スーパーのカート置き場には、お子様向けカートが置かれている。正しくは、お子様連れの保護者向け
カートだろう。この座席に座った幼児がハンドル操作してカートを動かすわけではないので。
先日、このカートの運転席に2歳半ぐらいの男の子が座ってハンドルを握っていた。写真のような状態
で、止まったままのカートである。母親の姿は近くに見えない。
男の子は、しばらく一人で遊んでいたが、そのうち、運転席を降り始めた。車のドアが開閉式ではない
ので、よっこらしょと、またいで降りた。

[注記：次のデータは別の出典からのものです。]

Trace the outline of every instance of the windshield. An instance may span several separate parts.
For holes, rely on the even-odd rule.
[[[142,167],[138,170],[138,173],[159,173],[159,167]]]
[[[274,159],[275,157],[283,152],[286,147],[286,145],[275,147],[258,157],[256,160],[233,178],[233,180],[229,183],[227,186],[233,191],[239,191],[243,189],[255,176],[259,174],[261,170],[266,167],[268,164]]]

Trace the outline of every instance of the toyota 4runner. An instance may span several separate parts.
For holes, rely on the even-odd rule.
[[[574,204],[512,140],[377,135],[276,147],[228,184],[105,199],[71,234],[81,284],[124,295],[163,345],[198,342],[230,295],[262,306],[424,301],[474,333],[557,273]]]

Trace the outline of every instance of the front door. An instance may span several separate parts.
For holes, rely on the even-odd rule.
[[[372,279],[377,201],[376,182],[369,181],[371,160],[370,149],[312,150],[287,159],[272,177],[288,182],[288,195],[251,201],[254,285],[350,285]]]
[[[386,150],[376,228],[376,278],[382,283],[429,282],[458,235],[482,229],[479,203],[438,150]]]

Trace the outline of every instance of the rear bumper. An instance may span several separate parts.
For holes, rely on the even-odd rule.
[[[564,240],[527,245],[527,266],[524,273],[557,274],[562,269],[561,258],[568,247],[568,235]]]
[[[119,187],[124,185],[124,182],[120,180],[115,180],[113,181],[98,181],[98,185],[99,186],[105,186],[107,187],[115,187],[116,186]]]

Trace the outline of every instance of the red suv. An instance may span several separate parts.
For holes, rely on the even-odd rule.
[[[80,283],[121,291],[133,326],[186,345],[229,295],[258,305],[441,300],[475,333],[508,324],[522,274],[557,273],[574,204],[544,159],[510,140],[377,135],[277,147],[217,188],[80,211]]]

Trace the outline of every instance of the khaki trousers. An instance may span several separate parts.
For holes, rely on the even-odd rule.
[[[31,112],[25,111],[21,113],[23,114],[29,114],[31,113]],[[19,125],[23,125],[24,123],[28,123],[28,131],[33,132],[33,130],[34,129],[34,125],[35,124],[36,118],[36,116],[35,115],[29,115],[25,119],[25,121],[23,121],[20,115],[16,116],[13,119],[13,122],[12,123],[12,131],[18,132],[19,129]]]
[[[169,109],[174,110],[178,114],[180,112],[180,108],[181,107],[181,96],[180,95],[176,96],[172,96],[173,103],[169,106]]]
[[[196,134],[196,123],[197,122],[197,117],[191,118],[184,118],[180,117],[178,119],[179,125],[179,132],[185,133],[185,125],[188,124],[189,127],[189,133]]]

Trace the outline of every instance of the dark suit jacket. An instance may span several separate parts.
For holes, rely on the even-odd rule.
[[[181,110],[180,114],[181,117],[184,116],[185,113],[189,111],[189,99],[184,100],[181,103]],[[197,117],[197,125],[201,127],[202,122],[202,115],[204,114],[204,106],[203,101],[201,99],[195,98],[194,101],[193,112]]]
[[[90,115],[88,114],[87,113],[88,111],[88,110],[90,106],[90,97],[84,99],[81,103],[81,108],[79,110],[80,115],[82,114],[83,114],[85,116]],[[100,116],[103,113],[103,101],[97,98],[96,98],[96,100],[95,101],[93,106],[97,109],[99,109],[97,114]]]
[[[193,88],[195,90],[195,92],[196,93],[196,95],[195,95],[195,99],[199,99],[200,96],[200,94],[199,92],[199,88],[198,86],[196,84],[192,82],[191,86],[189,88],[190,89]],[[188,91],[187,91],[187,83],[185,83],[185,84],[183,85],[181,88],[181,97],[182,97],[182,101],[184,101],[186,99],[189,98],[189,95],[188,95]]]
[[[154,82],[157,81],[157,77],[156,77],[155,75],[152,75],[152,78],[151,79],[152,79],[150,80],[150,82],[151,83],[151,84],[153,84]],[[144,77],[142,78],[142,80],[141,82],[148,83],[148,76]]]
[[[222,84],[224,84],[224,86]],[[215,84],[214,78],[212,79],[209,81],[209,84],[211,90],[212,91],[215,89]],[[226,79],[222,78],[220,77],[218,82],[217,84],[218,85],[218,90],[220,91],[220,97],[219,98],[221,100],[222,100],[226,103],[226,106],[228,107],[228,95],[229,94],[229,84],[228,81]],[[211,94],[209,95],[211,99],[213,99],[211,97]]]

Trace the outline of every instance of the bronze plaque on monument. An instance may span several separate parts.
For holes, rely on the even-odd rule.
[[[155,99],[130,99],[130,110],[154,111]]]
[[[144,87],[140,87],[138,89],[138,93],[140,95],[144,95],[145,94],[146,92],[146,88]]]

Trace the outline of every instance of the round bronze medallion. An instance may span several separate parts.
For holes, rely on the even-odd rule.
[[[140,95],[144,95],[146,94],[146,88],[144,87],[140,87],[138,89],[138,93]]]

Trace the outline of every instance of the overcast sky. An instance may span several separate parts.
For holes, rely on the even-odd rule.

カートとカートのすき間はわずかで、向こう側は手すりがあり、そ
の間を、体をよじりながら男の子は器用に抜け出てきた。
ドライブごっこに飽きた彼は、母親の所へでも行くのかと思った。
ところが、この後の男の子の行動は、予想外だった。
彼は、今度は、助手席側から、同じ車に乗り込んだのだ。こちら側の方がずっと難しいと思われた。
大量に積まれたカゴの合間を縫うようにして、男の子は、再び運転席に座った。
「こっちからも乗りたかったんだね」 と、思わず私は彼に声を掛けた。
男の子は、とっても嬉しそうな顔をした。